Saliency-driven Class Impressions for Feature Visualization of Deep Neural Networks
This work addresses the need for interpretable AI in critical applications by providing a method to visualize essential classification features, though it is incremental as it builds on existing visualization techniques.
The paper tackles the problem of visualizing discriminative features in deep neural networks by proposing a saliency-driven, data-free method that extracts single-object class impressions, resulting in clearer and higher-confidence visualizations compared to existing methods that produce cluttered images.

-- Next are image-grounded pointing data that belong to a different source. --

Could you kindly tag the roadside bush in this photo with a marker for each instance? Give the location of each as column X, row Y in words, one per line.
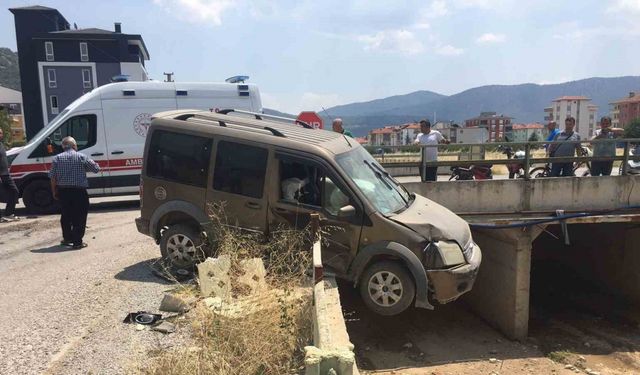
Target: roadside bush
column 268, row 334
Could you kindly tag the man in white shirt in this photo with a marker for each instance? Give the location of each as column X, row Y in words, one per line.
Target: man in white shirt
column 429, row 137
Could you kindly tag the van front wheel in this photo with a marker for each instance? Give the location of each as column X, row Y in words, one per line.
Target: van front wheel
column 38, row 199
column 387, row 288
column 182, row 246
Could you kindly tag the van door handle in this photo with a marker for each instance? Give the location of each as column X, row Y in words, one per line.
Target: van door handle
column 252, row 205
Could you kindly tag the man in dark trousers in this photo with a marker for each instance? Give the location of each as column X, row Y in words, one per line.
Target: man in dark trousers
column 9, row 187
column 69, row 185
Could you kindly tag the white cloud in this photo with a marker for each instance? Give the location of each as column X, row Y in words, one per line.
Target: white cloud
column 422, row 26
column 401, row 41
column 311, row 101
column 632, row 6
column 449, row 50
column 437, row 8
column 203, row 11
column 489, row 38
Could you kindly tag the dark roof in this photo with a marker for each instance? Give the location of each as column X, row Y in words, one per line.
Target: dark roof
column 91, row 30
column 33, row 7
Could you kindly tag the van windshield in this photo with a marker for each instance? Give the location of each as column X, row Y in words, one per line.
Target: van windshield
column 384, row 192
column 50, row 125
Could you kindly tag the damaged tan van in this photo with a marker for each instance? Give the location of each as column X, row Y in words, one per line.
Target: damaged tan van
column 397, row 247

In this paper, we propose a data-free method of extracting Impressions of each class from the classifier's memory. The Deep Learning regime empowers classifiers to extract distinct patterns (or features) of a given class from training data, which is the basis on which they generalize to unseen data. Before deploying these models on critical applications, it is advantageous to visualize the features considered to be essential for classification. Existing visualization methods develop high confidence images consisting of both background and foreground features. This makes it hard to judge what the crucial features of a given class are. In this work, we propose a saliency-driven approach to visualize discriminative features that are considered most important for a given task. Another drawback of existing methods is that confidence of the generated visualizations is increased by creating multiple instances of the given class. We restrict the algorithm to develop a single object per image, which helps further in extracting features of high confidence and also results in better visualizations. We further demonstrate the generation of negative images as naturally fused images of two or more classes.